С самых первых дней войны за экспансию стояли не только представители немецких правых. Более умеренные фракции общества, включая многих немецких евреев, также надеялись увидеть в конце войны расширившуюся Германию. Артур Шлоссман, ведущий специалист по педиатрии в Дюссельдорфе, подытожил это направление мыслей в одном из своих многочисленных эссе. «Попросту не возникает вопроса, – начал он, – будет ли новая Германия после войны намного более обширной Германией»10
. Многие еврейские современники Шлоссмана с либеральной политической сцены были согласны с такими прогнозами. Член прусского парламента Роберт Фридберг слегка беспомощно сообщил, что Бельгии придется остаться в руках Германии. В конце концов, «Бельгия никогда не была той нейтральной страной… [которой] казалась 4 августа 1914 года»11. Обратив свое внимание на восток, еще один немецко-еврейский парламентарий Отто Ландсберг намекнул, что аннексии – это вопрос национальной обороны: «Если аннексия территорий вдоль реки Нарев нужна для укрепления обороны на востоке, как может любой немец с этим не согласиться?». Может быть, этот план усилил бы существующие границы, но он на постоянной основе отдал бы польскую, литовскую и российскую территорию в руки Германии12.Для многих немцев, будь то умеренные фигуры, такие как Шлоссман, Фридберг и Ландсберг, или правые агитаторы вроде Каппа, территориальная экспансия все еще оставалась основной военной задачей. А потому вопрос аннексий был скорее предметом небольших расхождений между либералами и правыми, чем зияющей идеологической пропастью. И поскольку экспансионистские настроения и не думали затихать, немецкое военное командование не видело реальной необходимости вести войну к быстрому завершению. Фалькенхайн как действующий глава немецкого генерального штаба был убежден, что Германия способна мало-помалу добиться благоприятного результата на западе. Ратенау, чьи взгляды на войну колебались между полной поддержкой и глубоким безразличием, казалось, был согласен с Фалькенхайном в анализе ситуации. В письме Людендорфу он объяснял, что срочно необходим «результат в нашу пользу на западе»13
. Западная стратегия Ратенау и Фалькенхайна была теоретически не лишена смысла, но воплотить ее на практике было намного сложнее.Учитывая малую вероятность немедленного военного прорыва на западе, Фалькенхайн задумал более извилистый путь к победе. Он намеревался заманить британцев за стол переговоров не силой оружия, а упорством. Как только британское руководство осознает, что война не может быть выиграна, считал Фалькенхайн, оно начнет искать выход из тупика.

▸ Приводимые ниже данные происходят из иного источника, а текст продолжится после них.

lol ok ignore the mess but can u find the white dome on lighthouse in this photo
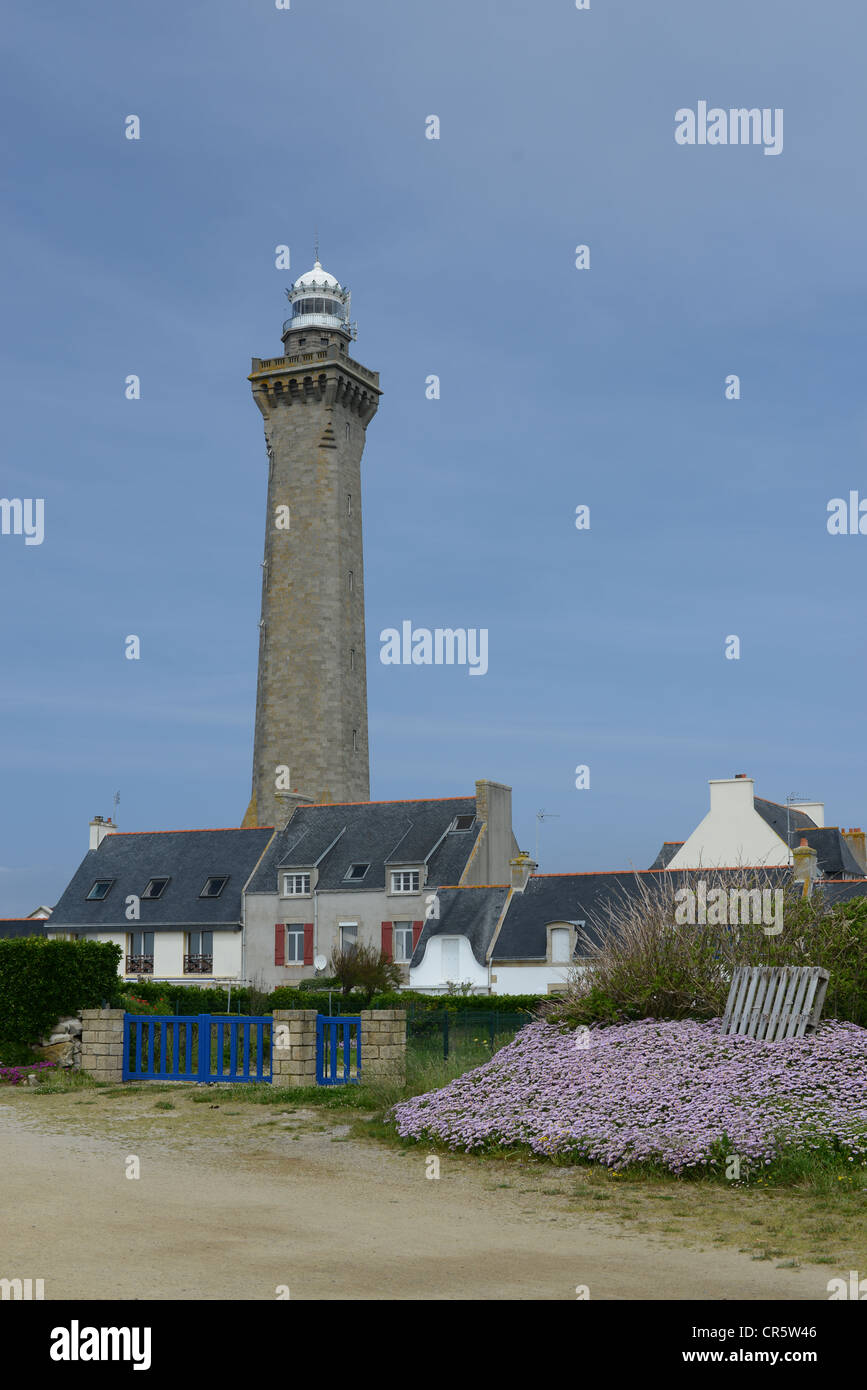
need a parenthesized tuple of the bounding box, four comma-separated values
(284, 253, 353, 338)
(292, 259, 341, 290)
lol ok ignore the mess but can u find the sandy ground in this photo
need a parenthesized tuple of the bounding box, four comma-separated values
(0, 1087, 843, 1301)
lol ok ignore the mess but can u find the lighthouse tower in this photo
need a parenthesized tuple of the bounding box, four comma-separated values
(242, 256, 381, 828)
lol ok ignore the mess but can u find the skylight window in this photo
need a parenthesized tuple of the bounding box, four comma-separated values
(453, 815, 475, 831)
(142, 878, 169, 900)
(345, 863, 370, 881)
(200, 876, 228, 898)
(86, 880, 114, 901)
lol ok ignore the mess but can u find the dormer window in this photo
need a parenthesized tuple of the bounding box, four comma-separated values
(452, 815, 475, 831)
(282, 872, 311, 897)
(391, 870, 420, 894)
(86, 880, 114, 901)
(142, 878, 169, 900)
(200, 876, 228, 899)
(345, 863, 370, 882)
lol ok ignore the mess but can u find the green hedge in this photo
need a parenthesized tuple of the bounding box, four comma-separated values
(114, 980, 545, 1018)
(120, 981, 254, 1014)
(266, 987, 542, 1016)
(0, 937, 123, 1046)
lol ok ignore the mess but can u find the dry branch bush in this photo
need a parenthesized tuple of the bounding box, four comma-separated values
(541, 867, 847, 1028)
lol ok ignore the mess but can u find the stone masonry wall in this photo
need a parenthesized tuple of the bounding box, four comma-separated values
(271, 1008, 405, 1087)
(246, 347, 381, 825)
(271, 1009, 318, 1087)
(360, 1010, 406, 1083)
(79, 1008, 124, 1083)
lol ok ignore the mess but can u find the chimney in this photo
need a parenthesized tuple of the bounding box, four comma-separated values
(273, 789, 315, 829)
(791, 836, 818, 897)
(790, 801, 825, 828)
(472, 778, 514, 884)
(842, 828, 867, 872)
(509, 851, 537, 892)
(708, 776, 755, 814)
(89, 815, 117, 852)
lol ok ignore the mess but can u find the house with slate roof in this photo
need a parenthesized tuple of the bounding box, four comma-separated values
(37, 781, 518, 989)
(0, 919, 51, 939)
(411, 862, 796, 995)
(409, 775, 867, 995)
(45, 818, 275, 984)
(244, 780, 518, 990)
(655, 775, 867, 879)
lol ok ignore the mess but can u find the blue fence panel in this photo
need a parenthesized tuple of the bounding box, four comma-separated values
(123, 1015, 201, 1082)
(123, 1014, 273, 1084)
(316, 1014, 361, 1086)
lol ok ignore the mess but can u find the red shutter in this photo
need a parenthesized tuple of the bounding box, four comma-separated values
(274, 924, 285, 967)
(381, 921, 393, 959)
(303, 923, 314, 965)
(412, 920, 423, 949)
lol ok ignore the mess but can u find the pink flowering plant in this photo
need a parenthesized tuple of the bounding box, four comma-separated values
(390, 1018, 867, 1179)
(0, 1059, 57, 1086)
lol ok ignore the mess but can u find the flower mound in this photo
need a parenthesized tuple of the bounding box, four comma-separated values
(392, 1019, 867, 1174)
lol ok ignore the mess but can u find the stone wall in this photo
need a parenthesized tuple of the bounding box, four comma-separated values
(66, 1007, 405, 1089)
(360, 1010, 406, 1083)
(78, 1008, 124, 1083)
(271, 1009, 318, 1087)
(34, 1014, 83, 1069)
(271, 1008, 406, 1087)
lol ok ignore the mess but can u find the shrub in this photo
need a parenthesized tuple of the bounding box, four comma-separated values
(0, 937, 123, 1046)
(330, 944, 402, 1004)
(544, 871, 867, 1028)
(122, 981, 253, 1013)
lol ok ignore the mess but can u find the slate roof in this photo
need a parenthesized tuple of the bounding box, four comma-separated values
(0, 919, 50, 939)
(50, 828, 275, 932)
(753, 797, 816, 839)
(785, 827, 864, 878)
(815, 878, 867, 907)
(492, 867, 792, 962)
(411, 885, 510, 968)
(652, 798, 862, 879)
(649, 842, 684, 870)
(246, 797, 480, 894)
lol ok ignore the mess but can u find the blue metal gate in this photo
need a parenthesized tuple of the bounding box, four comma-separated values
(123, 1014, 273, 1084)
(316, 1015, 361, 1086)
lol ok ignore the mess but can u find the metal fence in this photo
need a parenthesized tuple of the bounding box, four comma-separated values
(406, 1010, 531, 1060)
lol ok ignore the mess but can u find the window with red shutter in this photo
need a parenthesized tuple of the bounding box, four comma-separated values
(303, 923, 314, 965)
(274, 923, 285, 967)
(412, 920, 423, 949)
(381, 921, 393, 959)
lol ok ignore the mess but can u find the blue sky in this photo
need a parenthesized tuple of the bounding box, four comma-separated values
(1, 0, 865, 914)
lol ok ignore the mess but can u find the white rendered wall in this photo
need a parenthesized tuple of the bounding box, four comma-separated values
(409, 935, 488, 993)
(667, 778, 789, 869)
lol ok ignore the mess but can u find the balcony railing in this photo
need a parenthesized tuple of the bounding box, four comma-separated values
(184, 954, 213, 975)
(126, 955, 153, 975)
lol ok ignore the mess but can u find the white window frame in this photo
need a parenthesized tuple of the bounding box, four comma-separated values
(282, 872, 311, 897)
(391, 870, 420, 894)
(547, 922, 578, 963)
(285, 926, 305, 963)
(393, 922, 414, 963)
(339, 922, 358, 953)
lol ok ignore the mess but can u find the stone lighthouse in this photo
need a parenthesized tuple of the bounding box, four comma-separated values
(242, 256, 381, 828)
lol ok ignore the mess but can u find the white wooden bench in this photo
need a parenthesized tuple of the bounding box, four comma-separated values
(722, 965, 829, 1041)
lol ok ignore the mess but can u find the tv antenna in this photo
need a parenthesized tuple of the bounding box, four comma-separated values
(112, 790, 120, 827)
(786, 793, 815, 865)
(535, 809, 560, 867)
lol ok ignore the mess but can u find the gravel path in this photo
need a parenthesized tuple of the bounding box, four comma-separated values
(0, 1090, 835, 1301)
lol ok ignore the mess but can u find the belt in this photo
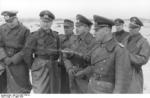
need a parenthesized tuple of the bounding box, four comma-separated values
(35, 55, 56, 60)
(4, 47, 20, 57)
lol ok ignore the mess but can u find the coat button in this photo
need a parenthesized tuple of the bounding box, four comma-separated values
(103, 60, 106, 62)
(100, 67, 104, 71)
(99, 74, 102, 78)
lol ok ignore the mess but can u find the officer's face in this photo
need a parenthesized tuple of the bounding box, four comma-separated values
(76, 25, 86, 35)
(94, 27, 108, 41)
(64, 26, 74, 35)
(129, 27, 140, 35)
(3, 15, 10, 21)
(40, 20, 53, 30)
(6, 18, 19, 28)
(128, 23, 140, 35)
(115, 24, 123, 31)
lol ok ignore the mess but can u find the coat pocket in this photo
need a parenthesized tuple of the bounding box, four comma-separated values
(128, 68, 143, 93)
(88, 77, 114, 93)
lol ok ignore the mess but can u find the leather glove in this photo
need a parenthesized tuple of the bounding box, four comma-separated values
(68, 66, 79, 77)
(75, 70, 85, 78)
(68, 68, 76, 77)
(75, 66, 92, 78)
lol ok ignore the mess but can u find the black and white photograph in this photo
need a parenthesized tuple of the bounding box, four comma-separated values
(0, 0, 150, 96)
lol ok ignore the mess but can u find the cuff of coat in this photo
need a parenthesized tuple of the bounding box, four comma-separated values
(11, 51, 24, 64)
(63, 59, 73, 71)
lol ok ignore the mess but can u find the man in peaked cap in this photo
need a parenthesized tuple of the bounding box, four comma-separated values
(39, 10, 55, 21)
(113, 18, 129, 45)
(76, 14, 93, 25)
(75, 14, 93, 35)
(62, 14, 95, 93)
(59, 19, 75, 93)
(60, 19, 75, 50)
(0, 11, 31, 93)
(128, 17, 144, 37)
(0, 11, 17, 93)
(23, 10, 61, 93)
(63, 19, 74, 36)
(129, 17, 143, 28)
(74, 15, 132, 93)
(1, 11, 17, 16)
(126, 17, 150, 93)
(39, 10, 55, 30)
(1, 11, 18, 23)
(93, 15, 114, 41)
(1, 11, 20, 29)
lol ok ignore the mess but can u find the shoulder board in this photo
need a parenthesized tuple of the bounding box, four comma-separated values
(19, 24, 30, 33)
(0, 23, 6, 26)
(30, 30, 40, 38)
(0, 23, 7, 29)
(20, 23, 29, 30)
(136, 37, 147, 47)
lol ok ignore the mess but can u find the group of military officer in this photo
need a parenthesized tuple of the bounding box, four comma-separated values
(0, 10, 150, 94)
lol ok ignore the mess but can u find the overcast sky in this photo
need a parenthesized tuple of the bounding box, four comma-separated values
(0, 0, 150, 19)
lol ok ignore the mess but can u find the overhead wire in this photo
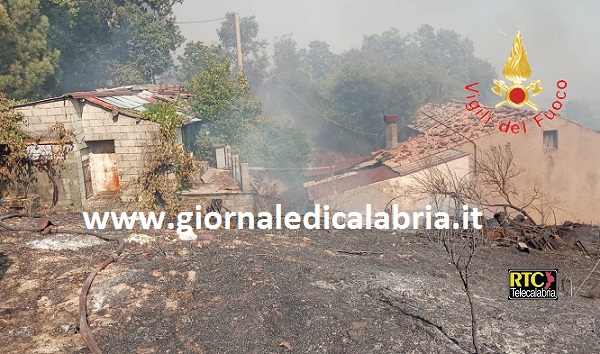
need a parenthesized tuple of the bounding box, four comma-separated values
(271, 72, 385, 137)
(173, 16, 385, 139)
(175, 17, 227, 25)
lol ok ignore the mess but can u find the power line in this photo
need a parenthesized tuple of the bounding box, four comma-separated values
(271, 72, 384, 137)
(176, 17, 226, 25)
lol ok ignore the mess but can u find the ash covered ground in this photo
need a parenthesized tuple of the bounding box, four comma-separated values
(1, 211, 599, 353)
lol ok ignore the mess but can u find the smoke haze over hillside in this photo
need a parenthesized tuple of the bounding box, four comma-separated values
(174, 0, 600, 103)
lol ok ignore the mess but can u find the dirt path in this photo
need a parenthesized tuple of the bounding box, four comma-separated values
(1, 212, 599, 353)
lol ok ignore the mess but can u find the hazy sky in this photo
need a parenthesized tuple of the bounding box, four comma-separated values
(174, 1, 600, 101)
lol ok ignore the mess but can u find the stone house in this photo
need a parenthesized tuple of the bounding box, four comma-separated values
(305, 101, 600, 224)
(11, 88, 201, 207)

Георг Бернхард думал так же. Под его управлением «Vossische Zeitung» неоднократно заявляла, что Германии следует сосредоточиться не на России, а на Британии14
. В начале 1916 года Фалькенхайн начал воплощать в жизнь эту стратегию, так нравящуюся Бернхарду и прочим. Он предложил объединенные сухопутные и морские кампании на западе. На море немецкий подводный флот нанесет смертоносный удар по торговым путям Британии, в то время как на суше французская армия понесет такой урон, что утратит боевой дух. А без союзника, утверждал Фалькенхайн, британцам останется только умолять о перемирии – по крайней мере, таков был план15.Нельзя упрекать подход Фалькенхайна в излишнем оптимизме. К несчастью для него, окончательный план не учел реальность военной и политической ситуации в Германии. Морская кампания так и не вышла за пределы грифельной доски. Все еще опасаясь вызвать гнев США, Бетман-Гольвег согласился лишь на ограниченную подводную кампанию, подчиненную строгим правилам. Так, командиры подводных лодок обязаны были проверять вооружение торговых судов перед атакой, что, как заявило Адмиралтейство, практически уничтожало смысл существования этого безмолвного убийцы. Однако наземной кампании не пришлось балансировать на столь натянутом политическом канате. Задействовав все свое знание французских военных тактик, Фалькенхайн запланировал на следующий год сокрушительную кампанию. Исторический город Верден, цель этой атаки, обладал скорее психологическим, чем военным значением, вот почему Фалькенхайн надеялся, что его потеря ослабит решимость французов. Последующая битва при Вердене, гремевшая большую часть 1916 года, стала символом нескончаемой резни французских и немецких войск, не принесшей почти никакого стратегического преимущества.